A user's guide to hexagonal thinking
Welcome to the hexagonal thinking user guide. You are here because you want to exploit the amazing six sidedness of the Universe’s greatest polygon; the hexagon. This user guide will share three strategies for using this shape as a basis to build powerful hex concept maps, create project curriculum hives and as a literacy tool to support deeper reading of texts.
So let’s hex…
In its simplest form, the hexagon is a special shape because it invites us to tessellate and find multiple connections. Using pre-cut, blank hexagons, we can create complex concept maps, starting with a single idea or set of ideas and adding new hexagons with related ideas. Because they are pre-cut, it is possible to move the hexagons around on the page to show different inter-relations (don’t forget to take photographs at each stage before moving the hexagons). When you have finished your thinking, it is a useful and powerful step to stick the hexagons down and draw lines or use edge colours to show interconnections and jotting down the connections on the map.
To the left we have an example of a group of school leaders exploring the impact of their goal to develop a more stimulating learning environment. They started off with a key question and mapped from there. The ability to dynamically change the map led to a number of iterations before this one, each revealing new information.
A hex concept map can be turned to any topic. If for example, you wanted to look at an organisational challenge like building effective teams in your school, you could work in small teams starting with one hexagon which simply says “effective teams”, your group might then create a cluster of hexagons around characteristics, selection of teams, time given to teams, organisational structures which support or restrict effective teams. The table is your canvas and the hexagons your paint! The way the hexagons are placed, connected, displaced and reconnected is a real reflection of your developing thinking.
In a curriculum context, putting hexagons into the hands of learners allows them to build deeper connections and makes conceptual understanding visible. The ability to break a concept down to its component ideas and then visualise the connections made by learners on a hex map is an incredibly powerful source of formative assessment evidence. When coupled with the SOLO Taxonomy, we have a language of learning growth and a tool to make that growth visible. To the right is a very early example from 2010 of my Y12 students tackling the interconnections of different elements of French grammar.
Some of the most creative work coming out of Unstuck Learning Design workshops is the building of project hives. A project hive is a way to take the elements of the designed curriculum and to explore the interactions and connections of the elements of that designed curriculum to ensure that the enacted curriculum is rich, broad and deep.

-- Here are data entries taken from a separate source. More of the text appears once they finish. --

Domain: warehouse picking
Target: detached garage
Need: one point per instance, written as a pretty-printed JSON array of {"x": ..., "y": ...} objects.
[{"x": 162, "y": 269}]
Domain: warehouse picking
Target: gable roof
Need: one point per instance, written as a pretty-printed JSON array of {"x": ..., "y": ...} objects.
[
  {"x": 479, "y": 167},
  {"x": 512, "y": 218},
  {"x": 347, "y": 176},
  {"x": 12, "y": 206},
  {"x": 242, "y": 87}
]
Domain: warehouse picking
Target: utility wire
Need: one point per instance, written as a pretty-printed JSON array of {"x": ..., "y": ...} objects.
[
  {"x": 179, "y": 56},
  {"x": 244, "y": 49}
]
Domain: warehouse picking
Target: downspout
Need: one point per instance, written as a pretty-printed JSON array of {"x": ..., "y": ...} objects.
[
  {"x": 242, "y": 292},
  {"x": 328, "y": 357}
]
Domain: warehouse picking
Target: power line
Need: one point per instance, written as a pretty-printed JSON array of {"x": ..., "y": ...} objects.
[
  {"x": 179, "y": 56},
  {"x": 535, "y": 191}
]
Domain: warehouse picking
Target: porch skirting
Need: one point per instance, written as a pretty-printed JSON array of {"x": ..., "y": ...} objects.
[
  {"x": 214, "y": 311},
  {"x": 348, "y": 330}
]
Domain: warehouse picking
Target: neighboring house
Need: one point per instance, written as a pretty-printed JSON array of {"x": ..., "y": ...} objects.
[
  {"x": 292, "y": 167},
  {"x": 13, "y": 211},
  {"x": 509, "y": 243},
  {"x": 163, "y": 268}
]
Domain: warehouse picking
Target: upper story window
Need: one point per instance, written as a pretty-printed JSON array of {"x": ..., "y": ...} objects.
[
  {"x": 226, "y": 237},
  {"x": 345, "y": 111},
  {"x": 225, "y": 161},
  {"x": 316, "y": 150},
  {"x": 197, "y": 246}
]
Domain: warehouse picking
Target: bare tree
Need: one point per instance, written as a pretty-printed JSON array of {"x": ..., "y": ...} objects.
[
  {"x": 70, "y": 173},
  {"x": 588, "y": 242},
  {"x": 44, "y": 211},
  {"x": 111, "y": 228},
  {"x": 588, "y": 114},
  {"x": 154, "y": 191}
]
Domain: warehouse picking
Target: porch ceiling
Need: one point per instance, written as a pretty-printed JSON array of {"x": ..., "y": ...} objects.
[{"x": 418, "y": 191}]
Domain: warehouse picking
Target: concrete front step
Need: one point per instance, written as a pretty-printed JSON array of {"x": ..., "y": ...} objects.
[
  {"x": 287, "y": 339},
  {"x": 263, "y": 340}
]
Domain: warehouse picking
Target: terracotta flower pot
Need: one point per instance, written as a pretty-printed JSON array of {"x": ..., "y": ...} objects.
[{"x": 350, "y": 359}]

This is also a powerful way to design transdisciplinary projects. In my work with David Price, we have explored the idea of STEM (or STEAM or even SHTËAM) and Social Innovation. Using an adapted, science and maths focussed, version of the Design Thinking process, we have explored how we can connect the sustainable development goals, general capabilities, curriculum content and real world learning into a meaningful student project. Working with teachers we have explored building STEM & Social Innovation projects by providing them with pre-populated Curriculum Content Descriptor hexagons as well as blank hexagons for additional ideas. As each curriculum area has a different colour, we are able to see how transdisciplinary each project is at a glance.
Since working on the “Thinking Through Modern Languages” resource book with the inimitable Professor David Leat in 2001, I have been fascinated by the idea of “reading mysteries”. Essentially, a central question is posed with lots of information which may (or may not) be helpful to answering the question supplied on cards (hexagonal cards for me!). Learners read the information and reorganise the cards to visually represent their thinking. In 2018, I am still using the same strategy, but this time using Google Slides and Drawings to create digital versions of this strategy.
The fact that the text is broken down into smaller chunks allows learners to focus their understanding on small pieces of text initially whilst trying to build connections and infer meaning by moving the hexagons.
The example below is a reading comprehension (originally in French) related to the theme of immigration and the film “Welcome”. Click on the image to access the resource.
Here is an example of a completed activity -
Hexagons are the best thinking shape and can be used as a flexible tool to make the complex clear and to surface hidden connections.